Of all languages, French is perceived as the trickiest for native English speakers. Professor Higgins in My Fair Lady summed it up when he said "The French don't mind what you say, so long as you pronounce it correctly". I know of at least one choir where the conductor has been so badly knocked about by members of the choir insisting on their own pronunciation of Il est né le divin enfant that she avoids programming French altogether.

"There is sometimes a prejudice among singers and voice teachers against singing in French," writes singer and teacher Pierre Bernac (1899-1980) in the Yehudi Menuhin Music Guide to the Voice. "They think the French language is unfavourable for voice production. This is wrong because they have a false idea of the language. On the contrary, it is particularly favourable for the production of a perfect legato, since it is entirely based on pure vowel sounds...Consequently, if one wishes to sing correctly in any language, the primary consideration is a precise awareness of its different vowel sounds..."

This, of course, is the velvet glove of reassurance concealing Bernac's ferocious determination to instil - Higgins was right - the correct pronunciation. He lists 8 common French-English vowel sounds, for instance la table = cup, mot = bowl, and été = safe, qualifying the latter "as spoken in Scotland." So far so easy. He then adds three with no English equivalent: dur, deux, and fleur, for the first of which we have to round the lips as though to say "oo", but actually trying to say "eh". No-one said precise awareness would be dignified.

Finally, Barnac produces the sting in the tail: a further four "nasal" sounds represented by the French words enfant, bon, vin, and parfum. Herein lie the greatest pitfalls for the aspirant singer in French. These sounds, says Barnac, "are not unfavourable for the voice. It is not a question of singing...through the nose, but simply of exaggerating...the nasal resonance of certain vowels." Natural born French singers such as Véronique Gens or Natalie Dessay can do this and make it sound as though the language is bubbling gently out of the music.
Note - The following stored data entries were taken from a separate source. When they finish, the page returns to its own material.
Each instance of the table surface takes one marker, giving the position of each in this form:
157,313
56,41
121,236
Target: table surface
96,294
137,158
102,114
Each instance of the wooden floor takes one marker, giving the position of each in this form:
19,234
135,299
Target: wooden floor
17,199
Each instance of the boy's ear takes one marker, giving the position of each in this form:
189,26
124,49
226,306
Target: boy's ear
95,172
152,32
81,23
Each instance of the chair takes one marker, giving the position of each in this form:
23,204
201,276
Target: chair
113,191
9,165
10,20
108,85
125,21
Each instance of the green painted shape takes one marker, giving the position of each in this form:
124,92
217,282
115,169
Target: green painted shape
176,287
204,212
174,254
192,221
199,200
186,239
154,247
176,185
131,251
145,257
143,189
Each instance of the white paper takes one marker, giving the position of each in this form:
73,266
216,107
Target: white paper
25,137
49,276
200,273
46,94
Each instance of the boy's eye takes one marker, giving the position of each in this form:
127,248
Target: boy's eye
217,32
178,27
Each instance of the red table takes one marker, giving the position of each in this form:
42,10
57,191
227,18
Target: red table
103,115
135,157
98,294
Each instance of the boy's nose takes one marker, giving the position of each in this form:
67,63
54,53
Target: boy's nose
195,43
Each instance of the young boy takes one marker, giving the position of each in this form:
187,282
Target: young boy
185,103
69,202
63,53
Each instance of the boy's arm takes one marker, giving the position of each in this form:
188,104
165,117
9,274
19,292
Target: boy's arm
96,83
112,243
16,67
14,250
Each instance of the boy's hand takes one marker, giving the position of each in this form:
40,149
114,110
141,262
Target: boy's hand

Singers who are not French tend to overdo the nasal bit, muddling vowels and consonants with the desperation of an Englishman trying to book three return tickets from Paris to Chalons-sûr-Saône with nothing more than Berlitz at his side. We have all heard productions of Carmen where Don José's assault on the French language sounds rather less convincing than a petulant sheep.

Not even native French singers can avoid Barnac's rigour: the rich, rasping, "uvular" R sound, amply demonstrated by Edith Piaf (even when no R is present), should never be used in serious music: "it makes the diction quite vulgar".
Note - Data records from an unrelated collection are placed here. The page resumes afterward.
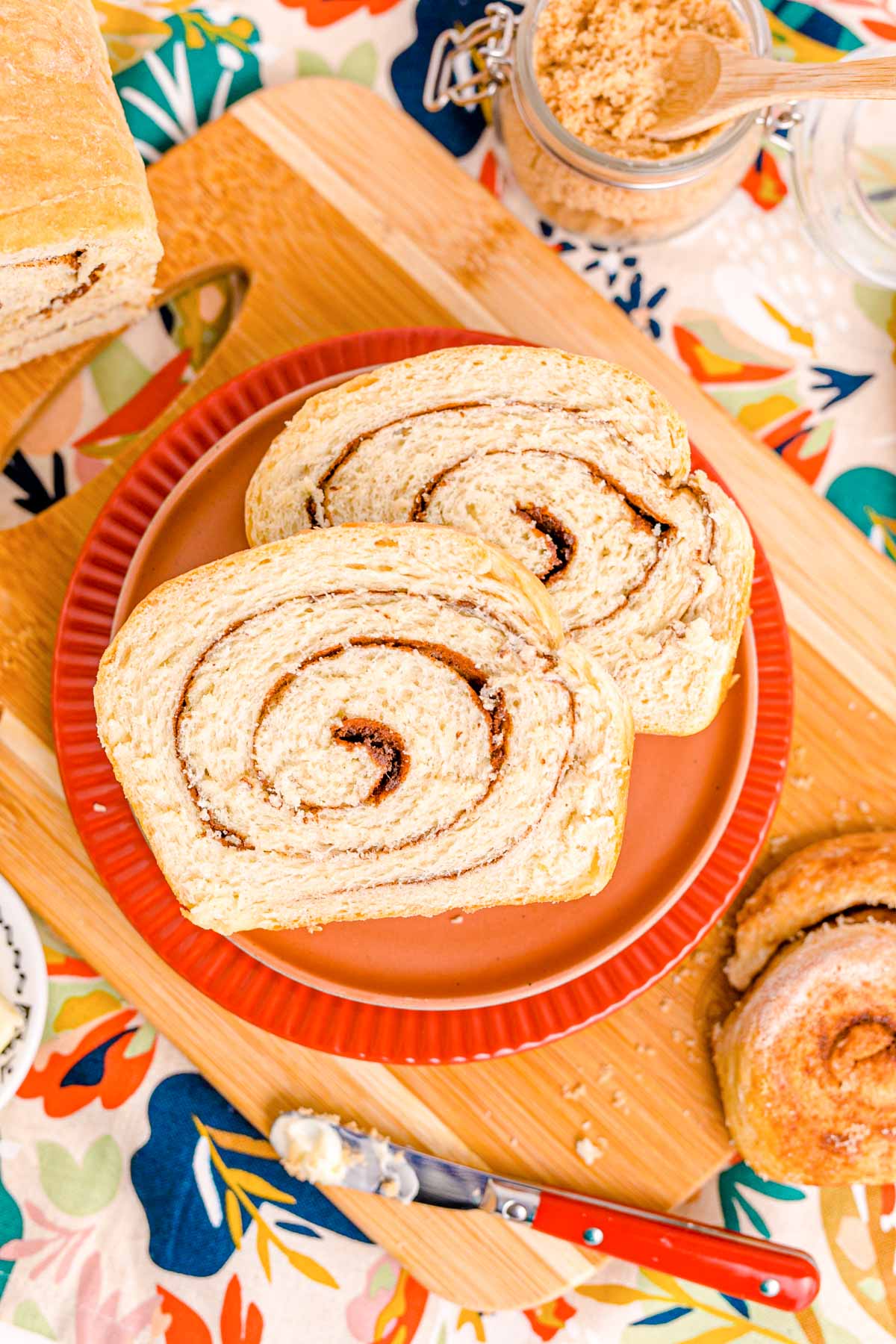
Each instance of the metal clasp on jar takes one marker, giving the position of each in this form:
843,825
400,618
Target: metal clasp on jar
489,43
777,121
Why, then, would a mild-mannered collection of Glaswegians choose to sing in this formidable language? Perhaps we should ask a different question: by choosing French, why would they choose to exclude, on principle, a cornucopia of music that lies just over French frontiers in Germany, Italy, Spain, and even Britain?

Fortunately, La Chorale is not so narrow-minded - after all it has already broken its own rules by singing Panis Angelicus. Music is international by default and does not recognise linguistic boundaries. The most famous operas set in France (La Boheme and La Traviata) were written by Italians to Italian words. Carmen is Spanish, but written by a French composer to a French text. Figaro is also a Spanish story set to music by both Austrian and Italian composers. Tristan takes place in Cornwall, but in German. The only thing that matters, as every choral conductor knows, is that singers should understand exactly what they are singing. As Lois Phillips says in the introduction to the classic publication Lieder Line by Line (1979): "Singing in a foreign language presents many problems. Apart from correct pronunciation and emphasis, it is of the utmost importance for the singer to know what the song is about, not merely in the general sense, but in every detail, if a real interpretation is to be achieved."

How many of the scores of people who have sung Haydn's Te Deum really know what "Te ergo quaesumus" means?


© Christopher Lambton. All views expressed in this article are those of the author and do not necessarily represent the views of, and should not be attributed to the European Commission.